Y <- (original_Y - min(original_Y)) / (max(original_Y) - min(original_Y)) - 0.5
ecdfs <- lapply(1:ncol(original_X), function(i) ecdf(original_X[,i]))
X <- original_X
for(i in 1:ncol(original_X)) X[,i] <- ecdfs[[i]](original_X[,i])
hypers <- Hypers(original_X, original_Y)

Then if you have a new X on the original scale you have the empirical cdfs stored in ecdfs to standardize it.

But I haven't tested any of this (aside from the stuff that I pushed up to the branch), so let me know if you have any interest in seeing this functionality make it into the package at some point (not sure when I would be able to get around to it). Of course, if you want to wrap all of this up into something easy to use, I would be highly appreciative :)

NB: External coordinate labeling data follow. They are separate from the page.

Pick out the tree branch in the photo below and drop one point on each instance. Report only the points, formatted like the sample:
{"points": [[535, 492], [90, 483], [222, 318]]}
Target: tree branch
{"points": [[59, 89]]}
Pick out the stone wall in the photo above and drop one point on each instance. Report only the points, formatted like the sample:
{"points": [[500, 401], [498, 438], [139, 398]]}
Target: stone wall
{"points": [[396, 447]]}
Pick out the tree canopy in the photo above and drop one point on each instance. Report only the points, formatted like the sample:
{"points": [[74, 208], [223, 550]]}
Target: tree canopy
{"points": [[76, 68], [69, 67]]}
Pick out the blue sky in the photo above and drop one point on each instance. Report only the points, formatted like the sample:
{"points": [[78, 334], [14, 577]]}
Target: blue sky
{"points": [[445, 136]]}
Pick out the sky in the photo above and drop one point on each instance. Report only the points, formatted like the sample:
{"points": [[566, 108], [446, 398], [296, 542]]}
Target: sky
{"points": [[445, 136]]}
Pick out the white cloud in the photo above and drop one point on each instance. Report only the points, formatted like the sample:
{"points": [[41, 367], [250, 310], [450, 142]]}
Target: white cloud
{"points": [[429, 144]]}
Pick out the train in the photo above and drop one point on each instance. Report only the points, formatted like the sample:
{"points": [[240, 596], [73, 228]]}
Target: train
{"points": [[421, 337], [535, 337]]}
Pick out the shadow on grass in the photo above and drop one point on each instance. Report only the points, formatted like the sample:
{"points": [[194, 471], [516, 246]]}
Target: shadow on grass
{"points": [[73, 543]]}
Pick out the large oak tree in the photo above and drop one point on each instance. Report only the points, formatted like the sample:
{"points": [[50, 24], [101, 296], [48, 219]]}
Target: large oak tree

wdkrnls commented 2 years ago

Thanks for the reply! I would love to see this functionality wrapped up in a convenient interface for softbart. Below I made an early morning brain dump as I tried to process what you wrote.

Looking at what you wrote it I think you would want these objects (especially the X and original_X and likewise for the Y and original_Y) in the returned model fit so that a predict function could just call them and save the user from doing that normalization themselves.

I suppose then for a predict function you just take the means for each X_new from the matrix returned from predict_softbart. For the normalization, it should just be the same as is done by softbart, so having a function normalize_data which returned a list with those objects computed would ease the backend programming of this updated softbart interface. This would open the way towards adding a simulate method as well.

I'd also love to make it a bit convenient to resume the same forest on a new session. Maybe there would be a loadForest function for this? However, it's probably more complex than that.

Sorry for my rambling! I think softBART is a very cool approach with competitive performance and would love to see it become more widely accessible. Thanks for putting it out there!

wdkrnls commented 2 years ago

It occured to me that when optimizing a softBART prediction function it would be important to utilitize the predicted standard errors to steer the optimizer towards considering maximum performance in "high confidence" regimes. That seems to me a somewhat unappreciated major advantage of a statistical model like softBART over ML methods like Random Forests or XGBoost.

wdkrnls commented 2 years ago

I think you mean hypers <- Hypers(X, Y) but I'm not 100% sure. I'm just getting to that. I also discovered that forrest$predict_iteration(X, 0) causes R to crash. Seems like good place for stop(i > 0L) to come first, but that was mostly me forgetting to type Opts(cache_trees=TRUE) and wondering why no index was working: not a big deal. I figured that out and was able to get SoftBart to give me mean and variance of the predictions for the normalized scale. Now I just have to fully convince myself I know how to get back to the original scale and try that optimization.

wdkrnls commented 2 years ago

It all seemed to work as you said sans the Hypers(original_X, original_Y) bit. I was able to do a blackbox optimization on mu - 2*sd using the markov chain, but I'm sure there is a much more efficient and elegant solution given access the splitting structure and leaf weights. Really cool stuff. The model description part of your paper makes tons of sense, but the analytic arguments for convergence rate and high dimensionality are really trippy stuff. It gets my blood pumping to see there is still much more for me to learn. Thanks again, both for posting your paper and the code which was used to generate the figures (nothing beats working examples for learning), and for taking time to describe how to get started. I'm going to stick with using these forests directly instead of using the softbart interface from now on.

theodds commented 2 years ago

Glad you got things figured out! The original_X and original_Y part don't matter much, it is just used for setting reasonable values of hyperparameters and was to make things mostly scale invariant. And for predict_iteration(X, 0) I guess it might be some indexing issue (can't remember if the input used C++ indexing from 0 or not). Hope things work out well for your project!